Il nome dei luoghi (toponimo) conserva spesso in sé tracce del passato, frammenti di memoria storica. Così è per Torrevarata, quartiere di Santa Teresa di Riva che si estende al di là del tracciato ferroviario. Prende il nome dalla “Torre Varata”, postazione di avvistamento edificata nella Marina di Savoca per difendere gli abitanti dalle incursioni dei pirati. Il primo documento in cui è citata risale al 1583: “…la torre Varata cioè Torremuzza discosta di mare un tiro di mano, torre antica et buona torre.” (Doc. 25. Biblioteca Storia Patria di Palermo, riprodotto nel libro “A nostra parra” di Santo Lombardo, 2017, pag. 132). Un anno dopo, nel 1584, Camillo Camilliani, matematico ed ingegnere del Regno di Sicilia, perlustrando il  litorale dell’isola per esaminare “lo stato, le condizioni e i pericoli delle spiagge”, così “vede” la marina di Savoca e la torre: “Passato questo (il fiume Agrò) siegue la spiaggia di Savoca, il quale spazio si stende per due miglia e mezzo, tutta arenosa e scoperta, onde si vedono alcune abitazioni e torri di sicurtà per gli arbitrii, che quivi d’intorno si trovano, ed anco una torre molto pendente, qual da un grand’empito di mare, che la percosse da molti anni, e di maniera, che oggi pare ogni momento a chi la mira, ch’ella del tutto si voglia piegare in terra”. In realtà la torre non si piegò del tutto, tanto che l’abate Lorenzo Coco-Grasso quasi tre secoli dopo, nella sua passeggiata dell’agosto 1844, scrive: “Vidi i Giardini, Fiume d’Agrò, e, dopo ventiquattro miglia di viaggio, il Capo S. Alessio, ed il castello appellato Torre-Varata in riva al mare, alla quale le onde fanno dispietata guerra, cosicché non è fuori di probabilità essa non possa a lungo ancora sussistere, e che le furie delle acque non la rovinino”.
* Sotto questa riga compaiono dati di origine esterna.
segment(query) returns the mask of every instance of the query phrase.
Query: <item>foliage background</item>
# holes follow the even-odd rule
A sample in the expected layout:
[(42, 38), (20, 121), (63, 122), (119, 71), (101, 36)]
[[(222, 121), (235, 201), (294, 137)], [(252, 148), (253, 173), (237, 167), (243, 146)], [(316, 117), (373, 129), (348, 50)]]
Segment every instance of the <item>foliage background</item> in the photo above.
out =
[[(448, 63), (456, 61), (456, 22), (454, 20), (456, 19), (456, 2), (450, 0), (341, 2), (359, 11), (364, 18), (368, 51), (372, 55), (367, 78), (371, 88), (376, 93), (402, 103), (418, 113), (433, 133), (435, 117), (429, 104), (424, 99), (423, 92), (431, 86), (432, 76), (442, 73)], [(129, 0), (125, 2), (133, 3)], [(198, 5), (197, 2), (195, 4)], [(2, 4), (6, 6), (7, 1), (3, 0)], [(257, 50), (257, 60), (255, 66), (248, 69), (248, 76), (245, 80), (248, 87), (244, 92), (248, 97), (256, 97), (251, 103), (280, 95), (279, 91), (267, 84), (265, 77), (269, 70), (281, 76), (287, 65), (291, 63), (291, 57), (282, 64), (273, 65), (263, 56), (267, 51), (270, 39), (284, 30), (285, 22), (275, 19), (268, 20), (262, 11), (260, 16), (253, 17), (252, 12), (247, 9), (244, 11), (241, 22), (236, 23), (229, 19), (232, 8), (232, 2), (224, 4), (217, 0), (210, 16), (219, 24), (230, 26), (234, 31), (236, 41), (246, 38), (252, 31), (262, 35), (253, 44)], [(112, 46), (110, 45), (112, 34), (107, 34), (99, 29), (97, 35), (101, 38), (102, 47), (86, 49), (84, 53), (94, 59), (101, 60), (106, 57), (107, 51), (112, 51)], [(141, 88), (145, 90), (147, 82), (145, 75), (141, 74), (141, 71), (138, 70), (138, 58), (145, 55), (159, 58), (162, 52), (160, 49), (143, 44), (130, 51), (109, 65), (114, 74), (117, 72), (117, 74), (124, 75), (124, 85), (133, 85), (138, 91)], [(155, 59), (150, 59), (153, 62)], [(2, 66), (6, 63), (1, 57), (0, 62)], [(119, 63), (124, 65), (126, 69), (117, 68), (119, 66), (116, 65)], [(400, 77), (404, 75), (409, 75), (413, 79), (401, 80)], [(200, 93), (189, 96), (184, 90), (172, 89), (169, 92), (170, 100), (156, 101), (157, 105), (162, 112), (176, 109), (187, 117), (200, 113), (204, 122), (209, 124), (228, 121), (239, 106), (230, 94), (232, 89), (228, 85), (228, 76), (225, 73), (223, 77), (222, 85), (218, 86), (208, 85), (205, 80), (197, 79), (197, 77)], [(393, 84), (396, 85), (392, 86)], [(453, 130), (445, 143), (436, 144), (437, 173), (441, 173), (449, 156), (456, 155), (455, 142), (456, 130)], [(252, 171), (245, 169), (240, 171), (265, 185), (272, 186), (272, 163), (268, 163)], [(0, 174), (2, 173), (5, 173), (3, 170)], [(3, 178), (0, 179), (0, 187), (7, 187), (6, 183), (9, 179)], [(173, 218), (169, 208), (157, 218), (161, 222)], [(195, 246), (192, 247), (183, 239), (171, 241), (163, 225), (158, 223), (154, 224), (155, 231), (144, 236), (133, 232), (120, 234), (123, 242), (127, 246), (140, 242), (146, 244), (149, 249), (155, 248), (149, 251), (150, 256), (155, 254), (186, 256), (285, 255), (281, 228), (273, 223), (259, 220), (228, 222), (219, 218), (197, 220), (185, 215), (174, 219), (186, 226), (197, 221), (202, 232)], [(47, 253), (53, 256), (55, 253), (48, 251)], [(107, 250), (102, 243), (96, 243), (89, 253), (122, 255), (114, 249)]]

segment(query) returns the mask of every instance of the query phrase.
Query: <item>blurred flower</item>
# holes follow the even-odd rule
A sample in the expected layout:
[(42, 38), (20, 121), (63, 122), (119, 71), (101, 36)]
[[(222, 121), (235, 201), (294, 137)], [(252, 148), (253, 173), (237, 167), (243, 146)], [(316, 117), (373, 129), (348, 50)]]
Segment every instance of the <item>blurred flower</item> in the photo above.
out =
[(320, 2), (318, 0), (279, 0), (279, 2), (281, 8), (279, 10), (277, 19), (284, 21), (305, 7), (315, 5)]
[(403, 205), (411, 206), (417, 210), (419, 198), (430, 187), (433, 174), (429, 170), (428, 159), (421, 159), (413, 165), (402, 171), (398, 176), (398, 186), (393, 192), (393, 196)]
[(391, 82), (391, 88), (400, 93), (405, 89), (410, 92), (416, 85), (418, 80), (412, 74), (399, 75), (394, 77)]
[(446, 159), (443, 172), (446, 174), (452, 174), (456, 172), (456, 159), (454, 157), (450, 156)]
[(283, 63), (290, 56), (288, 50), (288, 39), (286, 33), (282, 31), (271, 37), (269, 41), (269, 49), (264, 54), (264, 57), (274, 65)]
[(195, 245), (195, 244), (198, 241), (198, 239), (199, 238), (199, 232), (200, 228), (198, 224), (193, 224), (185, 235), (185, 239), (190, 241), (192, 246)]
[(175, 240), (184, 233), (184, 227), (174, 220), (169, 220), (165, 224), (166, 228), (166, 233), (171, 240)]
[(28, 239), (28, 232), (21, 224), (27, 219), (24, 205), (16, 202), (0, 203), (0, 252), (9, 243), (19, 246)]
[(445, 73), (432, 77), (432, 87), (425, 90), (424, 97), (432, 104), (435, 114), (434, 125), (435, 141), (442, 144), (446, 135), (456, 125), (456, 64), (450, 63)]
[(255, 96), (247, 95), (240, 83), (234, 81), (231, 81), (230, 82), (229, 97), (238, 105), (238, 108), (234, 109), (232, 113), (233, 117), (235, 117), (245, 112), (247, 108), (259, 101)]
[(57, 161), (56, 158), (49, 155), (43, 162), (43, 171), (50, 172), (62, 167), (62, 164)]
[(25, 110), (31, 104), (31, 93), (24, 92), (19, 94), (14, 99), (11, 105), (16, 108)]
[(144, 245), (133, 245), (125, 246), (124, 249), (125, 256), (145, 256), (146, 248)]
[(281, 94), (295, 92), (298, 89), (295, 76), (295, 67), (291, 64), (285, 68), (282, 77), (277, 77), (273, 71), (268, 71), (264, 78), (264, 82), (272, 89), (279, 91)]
La torre è dettagliatamente “fotografata” nella monografia “Santa Teresa” di Saitta-Raccuglia, pubblicata nel 1899: “Era quasi in mezzo all’attuale contrada di Bucalo, di forma rotonda ed a due piani separati da una solida volta munita di cataratta, con la postiera di dietro ed attorno finestre e feritoie. Più tardi ebbe in cima una colubrina. Fu atterrata verso il 1870, quando si diede mano al nuovo quartiere, ma era già in isfacelo e con la sommità quasi crollata”. Padre Giampietro Rigano, nato a Santa Teresa di Riva nel 1871, l’anno dopo la demolizione, così la descrive nella “Raccolta di notizie sulla religione cattolica e altri avvenimenti in Santa Teresa di Riva e i suoi dintorni”, 1936:  “Era una torre, come tramandano i più anziani, molto alta, sita un po’ più in là della stazione ferroviaria di Santa Teresa, circa 200 metri verso Messina. Era così denominata a causa di una furiosa mareggiata che, erodendone le fondamenta, la “varò” (inclinò) un pochettino. In seguito, dovendosi tracciare la nuova strada provinciale, venne rasa al suolo con la dinamite, facendovi così piazza pulita di un antico monumento storico. (testo riprodotto in Silvia Rapisarda, Giampietro Rigano da Santa Teresa di Riva, 2012, pag. 56). 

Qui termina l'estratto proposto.